PALACE WARNS HOUSE
Baselines bill to set off war
By Christine Avendaño
Philippine Daily Inquirer
First Posted 19:44:00 04/06/2008
MANILA, Philippines -- Malacañang has formally asked House leaders to reconsider a pending bill that seeks to enclose areas in the Spratlys being claimed by the country within the archipelagic baselines, which, according to a Palace official, would provoke the country into war with fellow Spratlys-claimant and military giant, China.
But it would not be easy to withdraw House Bill 3216 as this was already passed in second reading, Palace officials conceded.
President Gloria Macapagal-Arroyo met with some members of the House last Friday on the baselines bill. Cabinet officials discussed the "serious implications'' if Congress were to pass a law that sought to delineate the country's archipelagic baselines to include the Spratlys, a chain of isles and reefs in the South China Sea which are also being claimed by Taiwan, Vietnam, Malaysia, and Brunei.
On Sunday, Malacañang announced that Executive Secretary Eduardo Ermita wrote Speaker Prospero Nograles, maintaining the Palace position on the proposed baselines law which is to "enclose the main archipelago within the baselines and treat the Kalayaan Group of Islands (KGI) as a regime of islands.''
In his letter dated April 4, Ermita told Nograles that the Philippines was not giving up its sovereignty over the KGI and Scarborough Shoal -- areas within the Spratly Islands being claimed by six nations that included the Philippines -- by not enclosing them within the archipelagic baselines.
Treating the KGI and Scarborough Shoal as a "regime of islands'' would be consistent with the fact that they are integral parts of an archipelagic Philippines, according to Ermita.

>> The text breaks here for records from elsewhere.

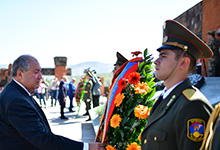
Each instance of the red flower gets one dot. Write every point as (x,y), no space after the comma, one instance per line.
(136,53)
(134,77)
(122,83)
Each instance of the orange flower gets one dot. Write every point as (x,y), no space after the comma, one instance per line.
(118,99)
(141,111)
(141,88)
(115,121)
(134,77)
(122,83)
(133,146)
(136,53)
(109,147)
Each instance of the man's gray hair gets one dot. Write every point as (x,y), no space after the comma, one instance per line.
(21,63)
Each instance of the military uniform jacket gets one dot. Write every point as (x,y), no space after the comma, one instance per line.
(178,122)
(23,125)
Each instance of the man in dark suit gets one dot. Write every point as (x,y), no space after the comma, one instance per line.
(71,93)
(88,93)
(23,125)
(62,96)
(178,118)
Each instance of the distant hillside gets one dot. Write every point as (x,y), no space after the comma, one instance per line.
(78,69)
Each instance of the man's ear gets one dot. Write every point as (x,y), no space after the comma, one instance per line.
(185,62)
(19,74)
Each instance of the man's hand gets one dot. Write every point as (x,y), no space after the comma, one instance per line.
(96,146)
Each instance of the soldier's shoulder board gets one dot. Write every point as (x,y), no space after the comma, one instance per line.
(189,93)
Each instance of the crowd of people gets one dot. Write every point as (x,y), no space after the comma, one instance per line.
(63,89)
(177,119)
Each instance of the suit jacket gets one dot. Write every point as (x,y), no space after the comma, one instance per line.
(178,122)
(23,125)
(62,92)
(72,89)
(88,90)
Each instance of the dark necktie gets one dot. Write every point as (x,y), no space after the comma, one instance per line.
(159,100)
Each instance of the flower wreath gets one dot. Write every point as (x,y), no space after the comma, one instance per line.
(132,107)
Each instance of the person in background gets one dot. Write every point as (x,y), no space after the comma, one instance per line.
(54,91)
(62,96)
(96,91)
(23,123)
(214,61)
(71,93)
(88,93)
(120,61)
(41,93)
(179,116)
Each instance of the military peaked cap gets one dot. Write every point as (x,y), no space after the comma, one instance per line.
(177,36)
(120,59)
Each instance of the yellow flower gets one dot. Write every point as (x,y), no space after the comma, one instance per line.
(141,88)
(133,146)
(109,147)
(141,111)
(115,121)
(118,99)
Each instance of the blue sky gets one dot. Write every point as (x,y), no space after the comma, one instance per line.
(83,30)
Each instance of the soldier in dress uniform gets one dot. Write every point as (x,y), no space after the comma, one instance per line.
(178,118)
(214,61)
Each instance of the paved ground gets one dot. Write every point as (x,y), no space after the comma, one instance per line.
(75,127)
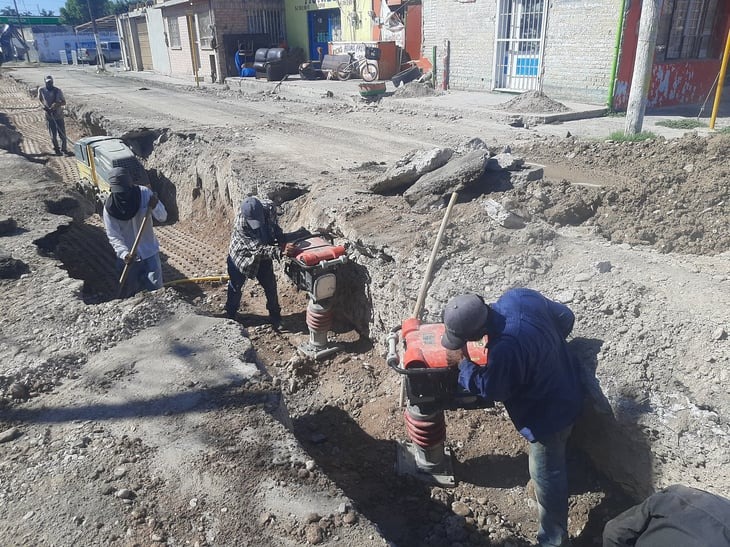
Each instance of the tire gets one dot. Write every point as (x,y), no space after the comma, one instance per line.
(344,72)
(408,75)
(369,72)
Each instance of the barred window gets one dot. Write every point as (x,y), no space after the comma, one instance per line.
(173,33)
(686,30)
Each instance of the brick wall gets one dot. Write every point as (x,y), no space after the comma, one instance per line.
(578,50)
(470,28)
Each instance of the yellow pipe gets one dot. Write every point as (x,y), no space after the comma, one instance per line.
(720,82)
(213,278)
(193,52)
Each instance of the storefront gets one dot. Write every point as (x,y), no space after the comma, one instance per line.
(315,23)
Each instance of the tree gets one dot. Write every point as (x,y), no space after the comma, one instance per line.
(11,12)
(76,12)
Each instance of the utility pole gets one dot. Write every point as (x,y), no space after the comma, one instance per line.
(22,33)
(100,66)
(648,27)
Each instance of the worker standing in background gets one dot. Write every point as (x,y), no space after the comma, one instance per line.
(124,213)
(256,240)
(531,370)
(53,102)
(677,516)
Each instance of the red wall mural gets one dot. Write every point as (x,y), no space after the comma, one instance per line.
(685,81)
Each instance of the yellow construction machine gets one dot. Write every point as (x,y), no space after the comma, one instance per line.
(95,157)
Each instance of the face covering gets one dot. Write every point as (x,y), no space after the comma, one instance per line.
(124,205)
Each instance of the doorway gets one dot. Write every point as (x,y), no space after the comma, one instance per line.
(520,32)
(324,27)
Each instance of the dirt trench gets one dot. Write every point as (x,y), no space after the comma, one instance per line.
(343,409)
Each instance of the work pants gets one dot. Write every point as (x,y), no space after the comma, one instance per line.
(265,277)
(57,128)
(143,275)
(548,472)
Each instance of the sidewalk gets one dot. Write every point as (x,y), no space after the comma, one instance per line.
(581,120)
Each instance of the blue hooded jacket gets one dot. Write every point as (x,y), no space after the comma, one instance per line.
(529,365)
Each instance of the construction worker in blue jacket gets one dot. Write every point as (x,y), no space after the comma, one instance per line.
(532,371)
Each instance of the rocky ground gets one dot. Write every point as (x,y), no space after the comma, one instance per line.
(155,420)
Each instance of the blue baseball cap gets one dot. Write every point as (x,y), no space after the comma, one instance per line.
(253,212)
(465,318)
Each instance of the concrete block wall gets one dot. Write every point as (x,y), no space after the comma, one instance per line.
(231,16)
(180,60)
(579,49)
(470,29)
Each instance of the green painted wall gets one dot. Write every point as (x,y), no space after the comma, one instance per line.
(296,20)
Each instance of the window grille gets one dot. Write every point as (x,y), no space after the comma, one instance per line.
(267,21)
(205,30)
(173,31)
(686,29)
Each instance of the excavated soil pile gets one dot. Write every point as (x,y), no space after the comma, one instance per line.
(533,102)
(671,195)
(157,420)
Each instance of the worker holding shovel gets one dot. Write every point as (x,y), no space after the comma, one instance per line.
(128,226)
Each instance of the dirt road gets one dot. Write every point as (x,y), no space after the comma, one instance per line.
(187,440)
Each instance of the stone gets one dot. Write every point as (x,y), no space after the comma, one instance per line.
(125,494)
(11,268)
(349,518)
(505,160)
(409,169)
(313,534)
(502,216)
(10,434)
(7,225)
(19,391)
(456,175)
(461,509)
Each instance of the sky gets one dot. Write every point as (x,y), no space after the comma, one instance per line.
(34,6)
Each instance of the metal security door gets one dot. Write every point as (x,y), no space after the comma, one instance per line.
(520,31)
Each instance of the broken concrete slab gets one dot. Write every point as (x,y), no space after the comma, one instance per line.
(528,173)
(11,268)
(502,215)
(409,169)
(7,225)
(457,174)
(505,160)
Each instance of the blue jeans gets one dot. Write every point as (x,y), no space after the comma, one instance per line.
(548,471)
(143,275)
(57,128)
(265,277)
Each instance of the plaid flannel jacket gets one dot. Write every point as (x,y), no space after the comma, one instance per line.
(248,246)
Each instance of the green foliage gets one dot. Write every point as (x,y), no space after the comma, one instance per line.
(9,12)
(122,6)
(685,123)
(619,136)
(76,12)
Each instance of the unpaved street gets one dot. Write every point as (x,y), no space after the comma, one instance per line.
(157,420)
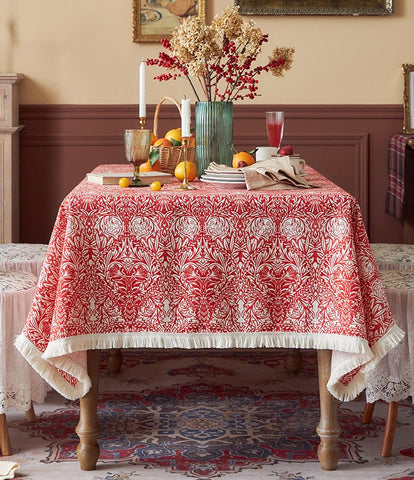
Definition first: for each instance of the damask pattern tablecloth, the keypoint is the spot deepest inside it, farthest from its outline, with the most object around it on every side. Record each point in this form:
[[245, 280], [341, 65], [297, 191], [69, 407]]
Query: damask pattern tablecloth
[[208, 268]]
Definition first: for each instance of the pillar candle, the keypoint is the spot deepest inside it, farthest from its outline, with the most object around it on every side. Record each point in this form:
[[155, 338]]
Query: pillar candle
[[185, 117], [142, 104]]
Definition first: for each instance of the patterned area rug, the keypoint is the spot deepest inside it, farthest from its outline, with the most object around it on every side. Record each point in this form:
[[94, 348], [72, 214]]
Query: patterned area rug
[[206, 414]]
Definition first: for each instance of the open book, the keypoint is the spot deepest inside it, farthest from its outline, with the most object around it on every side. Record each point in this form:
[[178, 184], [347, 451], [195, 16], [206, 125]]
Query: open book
[[112, 178]]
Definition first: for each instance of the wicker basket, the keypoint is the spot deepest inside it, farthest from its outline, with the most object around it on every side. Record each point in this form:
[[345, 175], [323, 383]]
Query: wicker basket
[[171, 156]]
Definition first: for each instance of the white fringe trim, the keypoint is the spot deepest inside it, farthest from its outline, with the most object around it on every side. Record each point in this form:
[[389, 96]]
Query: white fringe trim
[[55, 355], [47, 368], [367, 362]]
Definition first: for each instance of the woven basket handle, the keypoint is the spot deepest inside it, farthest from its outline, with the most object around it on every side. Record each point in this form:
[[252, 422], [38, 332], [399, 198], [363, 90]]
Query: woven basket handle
[[157, 111]]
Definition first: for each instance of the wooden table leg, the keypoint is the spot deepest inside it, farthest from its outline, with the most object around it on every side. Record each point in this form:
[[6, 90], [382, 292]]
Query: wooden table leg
[[293, 361], [88, 426], [328, 428], [5, 446], [114, 360]]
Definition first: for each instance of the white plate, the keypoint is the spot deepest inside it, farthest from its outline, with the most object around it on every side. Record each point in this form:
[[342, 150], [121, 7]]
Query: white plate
[[224, 183], [226, 178], [231, 172]]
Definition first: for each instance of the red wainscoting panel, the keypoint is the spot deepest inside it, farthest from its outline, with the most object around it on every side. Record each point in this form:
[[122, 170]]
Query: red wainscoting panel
[[347, 143]]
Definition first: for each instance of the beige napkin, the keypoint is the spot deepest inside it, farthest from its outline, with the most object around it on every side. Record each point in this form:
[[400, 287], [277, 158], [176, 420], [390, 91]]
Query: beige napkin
[[7, 469], [273, 174]]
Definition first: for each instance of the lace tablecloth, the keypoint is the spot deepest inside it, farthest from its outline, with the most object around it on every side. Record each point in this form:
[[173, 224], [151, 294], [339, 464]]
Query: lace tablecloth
[[208, 268], [23, 257], [393, 378], [19, 383]]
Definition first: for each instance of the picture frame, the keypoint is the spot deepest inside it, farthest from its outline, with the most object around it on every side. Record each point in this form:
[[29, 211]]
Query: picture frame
[[153, 20], [408, 98], [315, 7]]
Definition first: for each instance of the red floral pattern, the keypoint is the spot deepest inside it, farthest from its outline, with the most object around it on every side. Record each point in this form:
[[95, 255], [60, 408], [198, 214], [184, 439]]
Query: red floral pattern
[[208, 267]]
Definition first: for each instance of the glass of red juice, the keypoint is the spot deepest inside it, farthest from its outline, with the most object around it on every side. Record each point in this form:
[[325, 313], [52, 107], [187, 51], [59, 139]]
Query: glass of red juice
[[274, 124]]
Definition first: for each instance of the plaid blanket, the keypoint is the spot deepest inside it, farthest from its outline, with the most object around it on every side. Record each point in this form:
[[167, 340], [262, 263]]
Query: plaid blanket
[[396, 176]]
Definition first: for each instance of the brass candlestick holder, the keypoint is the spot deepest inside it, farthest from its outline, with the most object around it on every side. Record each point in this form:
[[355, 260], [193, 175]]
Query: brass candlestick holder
[[186, 184]]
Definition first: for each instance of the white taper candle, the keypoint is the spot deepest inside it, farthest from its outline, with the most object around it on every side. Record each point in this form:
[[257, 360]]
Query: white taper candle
[[185, 117], [142, 104]]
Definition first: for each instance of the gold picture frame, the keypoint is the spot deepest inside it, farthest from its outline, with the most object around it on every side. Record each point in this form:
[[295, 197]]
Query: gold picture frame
[[408, 98], [315, 7], [153, 20]]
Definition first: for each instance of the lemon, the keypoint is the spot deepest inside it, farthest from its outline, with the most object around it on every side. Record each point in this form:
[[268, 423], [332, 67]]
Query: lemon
[[156, 186], [123, 182]]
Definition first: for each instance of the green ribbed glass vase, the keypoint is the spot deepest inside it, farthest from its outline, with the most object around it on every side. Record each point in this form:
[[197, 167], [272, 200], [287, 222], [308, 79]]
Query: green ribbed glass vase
[[213, 134]]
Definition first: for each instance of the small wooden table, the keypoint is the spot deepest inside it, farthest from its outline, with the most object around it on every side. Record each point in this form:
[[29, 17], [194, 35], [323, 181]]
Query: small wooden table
[[208, 268]]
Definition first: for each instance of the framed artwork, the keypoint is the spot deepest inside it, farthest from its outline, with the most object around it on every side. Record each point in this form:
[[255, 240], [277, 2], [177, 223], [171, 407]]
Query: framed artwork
[[408, 71], [153, 20], [315, 7]]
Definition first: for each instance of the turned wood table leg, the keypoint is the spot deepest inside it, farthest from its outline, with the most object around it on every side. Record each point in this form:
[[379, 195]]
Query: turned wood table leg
[[293, 361], [30, 414], [88, 427], [5, 446], [114, 360], [328, 428]]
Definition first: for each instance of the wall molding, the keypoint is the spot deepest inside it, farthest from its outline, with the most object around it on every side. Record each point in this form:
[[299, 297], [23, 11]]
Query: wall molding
[[347, 143]]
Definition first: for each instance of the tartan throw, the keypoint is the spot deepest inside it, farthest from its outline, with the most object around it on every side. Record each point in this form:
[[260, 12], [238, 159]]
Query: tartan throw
[[396, 176]]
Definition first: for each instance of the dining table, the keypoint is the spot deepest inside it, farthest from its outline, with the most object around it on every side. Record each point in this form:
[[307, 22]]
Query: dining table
[[213, 267]]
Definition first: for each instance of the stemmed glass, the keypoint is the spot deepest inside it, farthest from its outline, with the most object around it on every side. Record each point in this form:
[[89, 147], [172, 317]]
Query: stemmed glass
[[275, 124], [137, 147]]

"The Executive's position is consistent with the United Nations Convention on the Law of the Sea (Unclos), which provides that an archipelagic state, such as the Philippines, may consist wholly of one or more archipelagos and may include other islands,'' Ermita told Nograles.
"As an archipelagic state, our archipelagic baselines should be drawn along the general configuration of the archipelago, while the other islands shall have normal baselines,'' said Ermita, who chairs the Commission on Maritime and Ocean Affairs.
Ermita said that the Palace position would not diminish its exclusive economic zone or continental shelf.
The Palace position, he said, was firmed up after a series of inter-departmental discussions and consultations with legal luminaries on international law.
During last Friday's closed-door meeting of President Macapagal-Arroyo, the Cabinet and congressmen at the Palace, Justice Secretary Raul Gonzalez said that they discussed "what should be the baselines as defined by us within the framework of Unclos.''
"(The House bill) wants us to enclose the Philippine archipelago the Spratlys ... and areas now occupied by China,'' Gonzalez said in a phone interview.
"We risked going to war with China. Are we ready for it?'' he said of the country passing the proposed Baselines Law.
Gonzalez said the Palace still did not know how the House would react to its position on the matter.
But he hoped the reaction would be "positive'' as he conceded that it would not be easy to just withdraw a bill already passed on second reading.
"We have to find a way to go about it,'' Gonzalez said, noting that what Malacañang wanted was a "modification'' of the current House bill.